According a study published in Transitional Psychiatry, the Michigan team obtained skin cell samples from people with bipolar disorder as well as from people with standard mental health. Exposing these skin cells to carefully controlled conditions that turned them into induced pluripotent stem cells (iPSCs) -- stem cells that share the characteristic of embryonic stem cells that allows them to become any other type of still while still maintaining the genetic information of the original cell. The researchers were then able to turn these stem cells into neurological cells for study.

Authors of the study write that one of the major challenges that researchers face when studying the causes of a neurological condition like bipolar disorder is limited access to viable nervous system tissue for examination. Using this stem-cell method, the researchers were able to make an abundance of tissue to examine bipolar disorder's progression.

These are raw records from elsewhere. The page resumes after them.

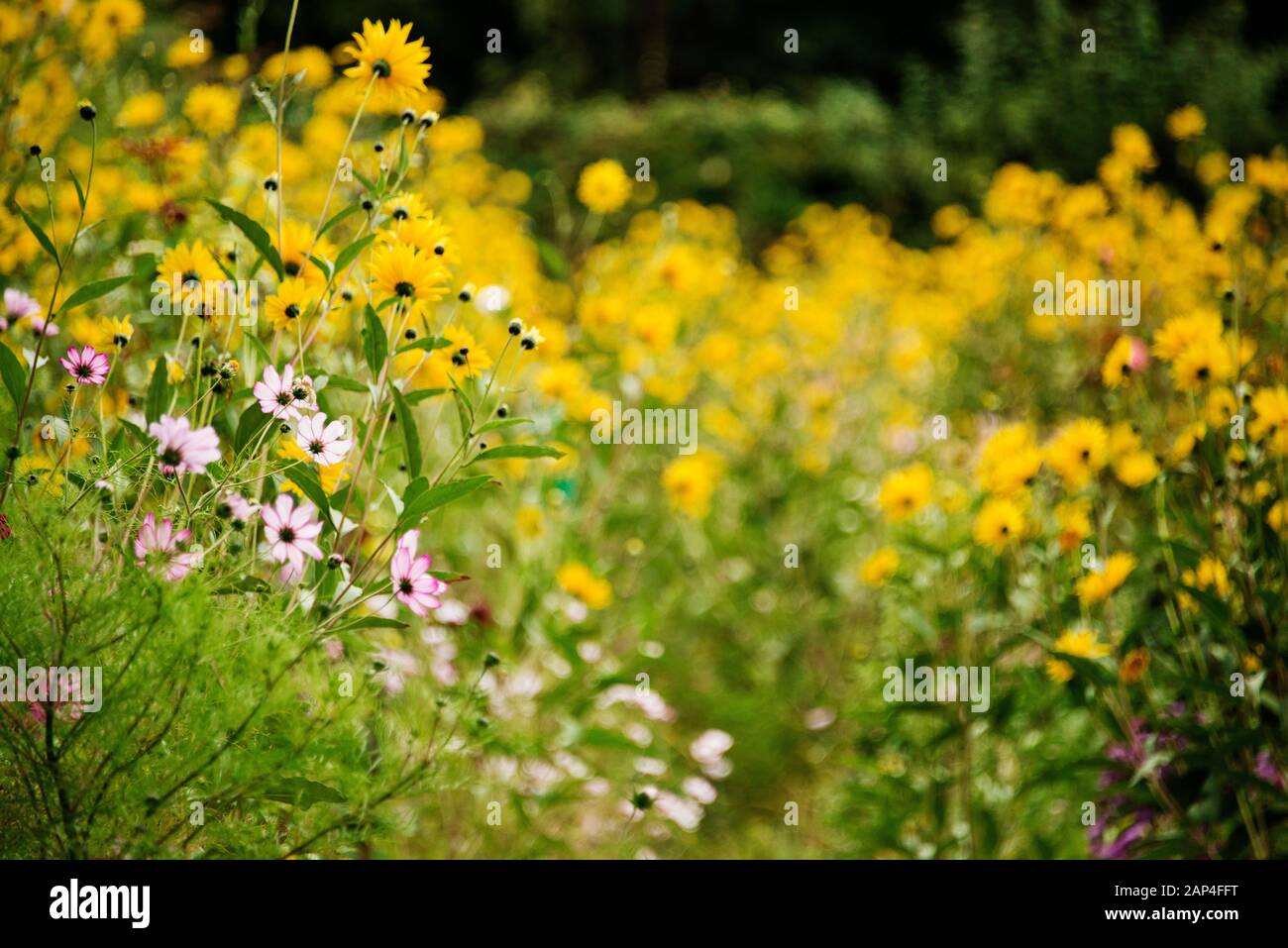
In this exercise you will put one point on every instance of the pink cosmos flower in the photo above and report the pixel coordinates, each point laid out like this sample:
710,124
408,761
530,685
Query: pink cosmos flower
291,532
413,586
159,545
325,443
20,305
183,450
88,368
281,395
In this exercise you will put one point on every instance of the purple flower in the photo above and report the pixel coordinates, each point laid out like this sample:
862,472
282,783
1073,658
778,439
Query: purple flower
88,366
181,450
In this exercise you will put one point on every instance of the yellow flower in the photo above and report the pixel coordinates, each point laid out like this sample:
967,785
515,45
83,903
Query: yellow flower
1136,469
1100,583
1186,123
1184,331
580,582
1133,666
400,270
877,569
1080,643
187,264
188,51
1073,522
997,471
38,469
1117,365
1000,524
906,491
138,111
296,245
1202,364
292,300
603,187
120,329
385,58
1078,451
1222,406
330,475
690,481
211,108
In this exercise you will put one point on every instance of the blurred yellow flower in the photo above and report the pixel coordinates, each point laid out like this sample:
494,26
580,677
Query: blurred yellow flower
879,567
691,480
906,491
1000,524
1104,581
1078,451
1133,666
604,185
578,581
1080,643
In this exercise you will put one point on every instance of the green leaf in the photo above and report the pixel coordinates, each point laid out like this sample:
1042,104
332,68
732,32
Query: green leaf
304,476
249,427
344,382
301,792
372,622
91,291
246,583
436,497
80,191
39,232
421,394
257,235
338,217
464,410
516,451
416,487
351,253
429,343
159,391
261,350
552,260
375,343
13,372
411,437
501,423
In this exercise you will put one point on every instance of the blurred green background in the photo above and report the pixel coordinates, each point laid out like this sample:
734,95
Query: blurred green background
704,90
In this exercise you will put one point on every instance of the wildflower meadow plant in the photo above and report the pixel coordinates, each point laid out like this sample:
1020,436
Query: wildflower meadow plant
314,446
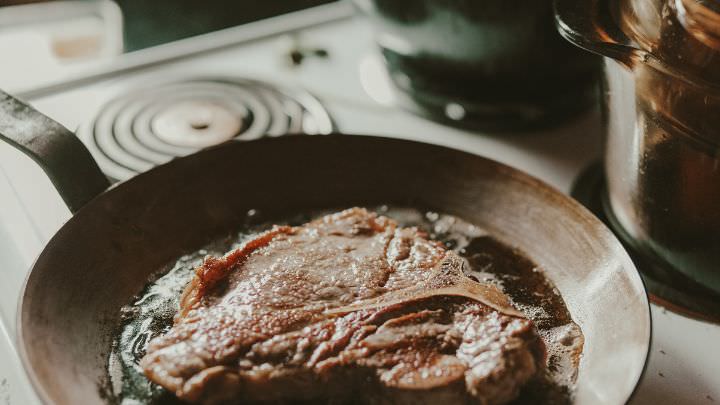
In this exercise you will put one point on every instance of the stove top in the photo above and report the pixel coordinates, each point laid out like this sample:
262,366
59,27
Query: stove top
159,103
151,125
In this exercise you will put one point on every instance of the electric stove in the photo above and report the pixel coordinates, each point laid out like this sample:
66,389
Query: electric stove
314,71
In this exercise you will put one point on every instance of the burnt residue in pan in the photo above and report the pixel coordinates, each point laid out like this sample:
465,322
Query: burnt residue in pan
487,260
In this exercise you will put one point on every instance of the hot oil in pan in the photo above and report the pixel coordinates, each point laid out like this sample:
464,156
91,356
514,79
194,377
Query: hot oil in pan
487,260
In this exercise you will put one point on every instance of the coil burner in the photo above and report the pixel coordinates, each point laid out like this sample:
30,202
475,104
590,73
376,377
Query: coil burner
148,127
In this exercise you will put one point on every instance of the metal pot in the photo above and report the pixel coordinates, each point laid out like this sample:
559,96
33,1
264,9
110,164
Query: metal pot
662,118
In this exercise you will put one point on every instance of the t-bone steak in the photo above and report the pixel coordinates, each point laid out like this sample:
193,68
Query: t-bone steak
350,307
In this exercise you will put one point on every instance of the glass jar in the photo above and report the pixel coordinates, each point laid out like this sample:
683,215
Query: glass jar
662,110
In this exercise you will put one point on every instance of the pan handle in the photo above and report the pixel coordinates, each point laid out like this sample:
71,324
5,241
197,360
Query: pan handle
57,150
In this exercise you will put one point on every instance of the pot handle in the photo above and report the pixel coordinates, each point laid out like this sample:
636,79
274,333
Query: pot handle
589,24
57,150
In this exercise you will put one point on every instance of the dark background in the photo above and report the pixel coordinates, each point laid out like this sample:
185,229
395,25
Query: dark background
153,22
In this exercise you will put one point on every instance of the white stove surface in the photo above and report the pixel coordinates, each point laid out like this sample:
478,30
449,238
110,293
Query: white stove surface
684,361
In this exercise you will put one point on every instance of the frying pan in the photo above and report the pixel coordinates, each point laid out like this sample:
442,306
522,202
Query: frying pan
117,237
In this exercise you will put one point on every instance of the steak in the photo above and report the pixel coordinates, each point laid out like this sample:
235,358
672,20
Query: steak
350,307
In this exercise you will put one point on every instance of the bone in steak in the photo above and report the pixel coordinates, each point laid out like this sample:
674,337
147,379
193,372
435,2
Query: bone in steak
349,307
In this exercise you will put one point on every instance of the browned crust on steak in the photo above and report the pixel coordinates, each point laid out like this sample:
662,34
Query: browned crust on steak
347,306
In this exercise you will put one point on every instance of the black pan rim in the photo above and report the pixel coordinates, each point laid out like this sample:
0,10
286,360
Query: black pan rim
517,174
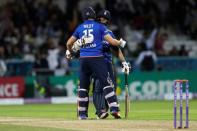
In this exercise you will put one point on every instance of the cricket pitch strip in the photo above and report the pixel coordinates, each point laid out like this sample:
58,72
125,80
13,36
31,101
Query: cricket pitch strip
97,125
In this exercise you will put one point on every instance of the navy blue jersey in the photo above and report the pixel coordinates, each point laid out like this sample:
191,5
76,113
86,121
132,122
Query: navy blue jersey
106,49
96,31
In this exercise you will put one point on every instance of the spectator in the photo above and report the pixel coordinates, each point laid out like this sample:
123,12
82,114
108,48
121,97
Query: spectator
159,43
3,67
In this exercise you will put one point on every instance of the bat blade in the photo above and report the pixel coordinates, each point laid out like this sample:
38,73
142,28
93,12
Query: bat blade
127,102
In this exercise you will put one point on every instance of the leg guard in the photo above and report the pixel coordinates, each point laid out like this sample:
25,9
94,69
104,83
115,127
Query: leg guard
99,98
111,98
83,101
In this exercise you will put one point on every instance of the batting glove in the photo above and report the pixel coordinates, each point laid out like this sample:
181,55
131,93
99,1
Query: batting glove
126,67
68,54
87,40
122,43
77,45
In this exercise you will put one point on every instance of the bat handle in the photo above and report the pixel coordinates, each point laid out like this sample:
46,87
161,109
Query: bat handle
126,79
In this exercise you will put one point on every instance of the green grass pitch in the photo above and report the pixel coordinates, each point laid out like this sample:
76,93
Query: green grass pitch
139,110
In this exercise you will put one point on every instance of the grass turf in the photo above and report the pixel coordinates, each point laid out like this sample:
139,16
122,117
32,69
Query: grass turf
140,110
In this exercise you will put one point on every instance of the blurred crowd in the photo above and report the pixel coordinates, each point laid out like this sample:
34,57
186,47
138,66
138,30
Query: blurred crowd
36,31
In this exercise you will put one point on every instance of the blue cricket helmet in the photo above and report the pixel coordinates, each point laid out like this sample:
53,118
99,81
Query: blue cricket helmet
105,14
88,13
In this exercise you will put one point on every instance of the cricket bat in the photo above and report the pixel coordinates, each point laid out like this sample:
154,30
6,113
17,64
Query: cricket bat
127,99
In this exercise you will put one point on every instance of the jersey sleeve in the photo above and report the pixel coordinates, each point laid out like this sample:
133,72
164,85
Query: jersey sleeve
104,30
76,33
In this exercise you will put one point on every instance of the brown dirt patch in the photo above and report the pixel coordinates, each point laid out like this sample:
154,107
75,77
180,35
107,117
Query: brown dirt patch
97,125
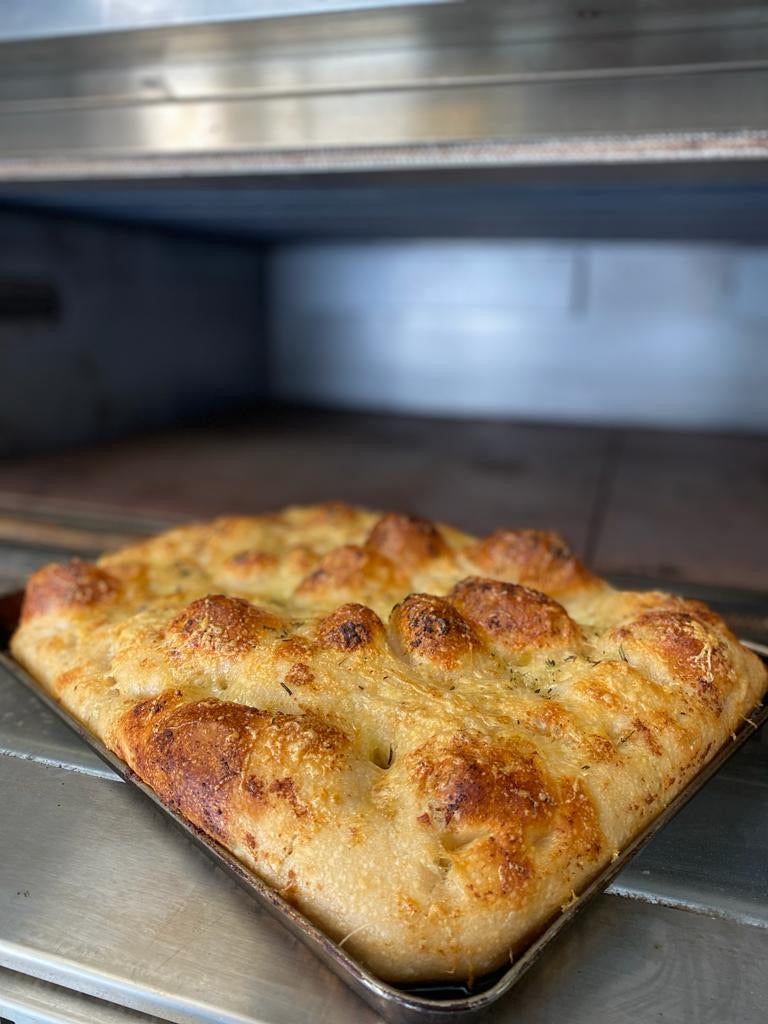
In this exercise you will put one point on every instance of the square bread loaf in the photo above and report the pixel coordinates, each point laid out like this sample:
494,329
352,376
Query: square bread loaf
426,741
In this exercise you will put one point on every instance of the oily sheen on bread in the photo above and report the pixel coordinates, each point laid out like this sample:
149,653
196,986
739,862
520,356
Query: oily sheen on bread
426,741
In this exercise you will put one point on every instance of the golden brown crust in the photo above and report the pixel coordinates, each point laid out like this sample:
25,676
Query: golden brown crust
536,558
407,541
72,585
514,619
424,740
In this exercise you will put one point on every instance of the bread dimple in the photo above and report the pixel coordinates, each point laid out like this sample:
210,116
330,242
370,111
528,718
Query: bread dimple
425,740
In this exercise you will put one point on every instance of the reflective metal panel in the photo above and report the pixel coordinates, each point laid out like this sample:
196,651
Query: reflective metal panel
441,85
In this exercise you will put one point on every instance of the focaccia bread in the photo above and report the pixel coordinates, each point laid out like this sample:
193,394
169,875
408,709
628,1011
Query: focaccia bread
426,741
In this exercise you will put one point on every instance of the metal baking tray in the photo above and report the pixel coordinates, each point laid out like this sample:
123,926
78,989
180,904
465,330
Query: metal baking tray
425,1004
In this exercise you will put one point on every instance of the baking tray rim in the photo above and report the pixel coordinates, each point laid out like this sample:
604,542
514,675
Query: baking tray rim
393,1003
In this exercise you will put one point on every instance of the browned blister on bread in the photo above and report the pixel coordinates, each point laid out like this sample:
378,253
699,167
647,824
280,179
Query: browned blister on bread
425,740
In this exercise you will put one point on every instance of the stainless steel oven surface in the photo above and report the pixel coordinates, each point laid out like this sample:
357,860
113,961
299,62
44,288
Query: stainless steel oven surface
499,263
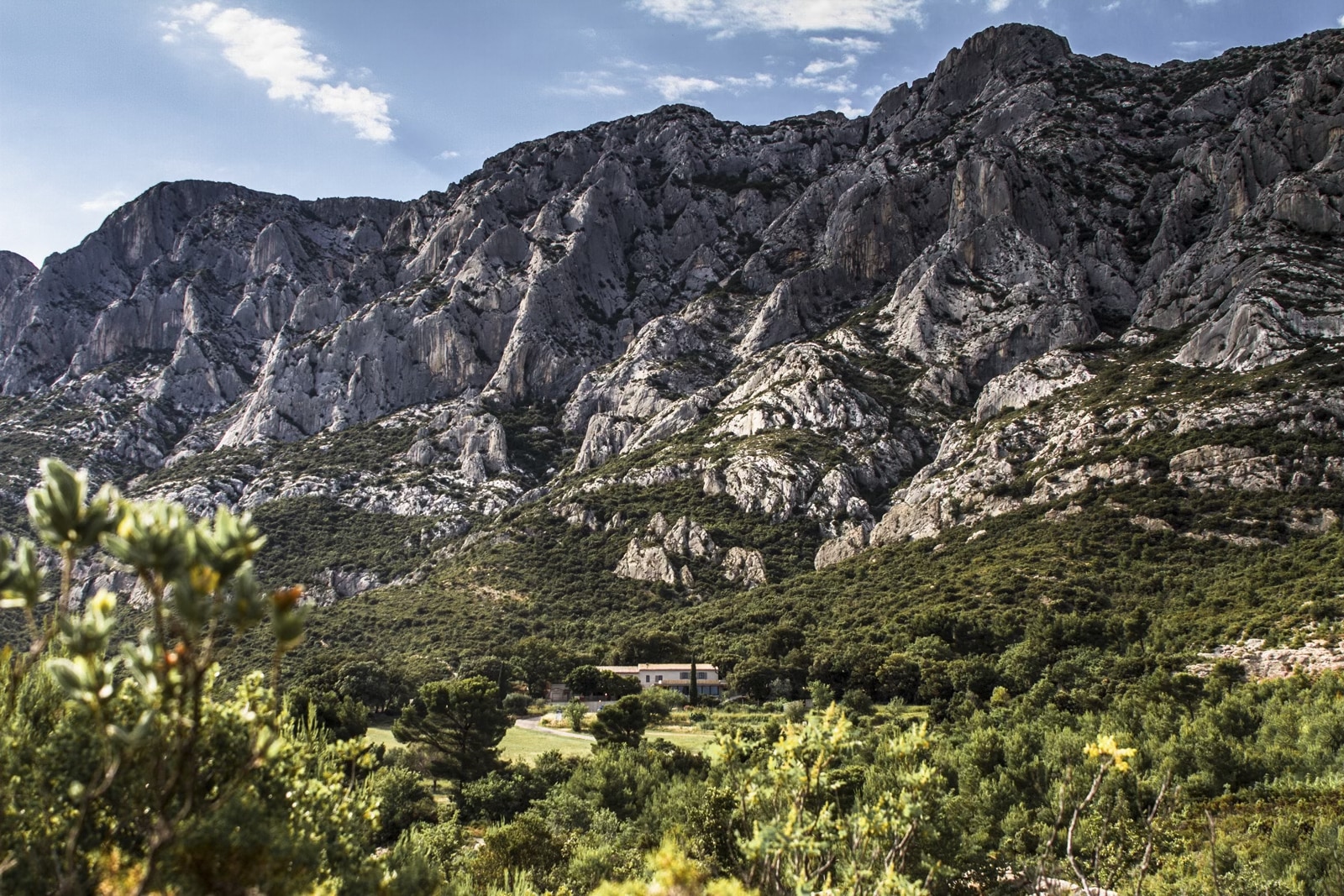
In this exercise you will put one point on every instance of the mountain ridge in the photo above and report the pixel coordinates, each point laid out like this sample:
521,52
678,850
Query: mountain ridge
820,318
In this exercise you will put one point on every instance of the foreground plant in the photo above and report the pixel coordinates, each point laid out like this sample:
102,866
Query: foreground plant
131,770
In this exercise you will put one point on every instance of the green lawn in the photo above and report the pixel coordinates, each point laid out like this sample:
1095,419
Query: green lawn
521,745
692,741
526,746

Comparing bipolar neural tissue verses non-bipolar tissue, the researchers found that bipolar neurons expressed more genes that effected the sending and receiving of calcium signals between cells. Because these signals are paramount to the development and function of neurons, the research team suspects that genetic differences in early brain development may contribute to the expression of bipolar disorder.

The researchers are excited about these findings, but still raise many new questions. The importance of the study is the success of the stem cell model to observe any differences between bipolar and normal neurological cells at all, and hope to see it being used in future research.

The study was published in Translational Psychiatry on March 25.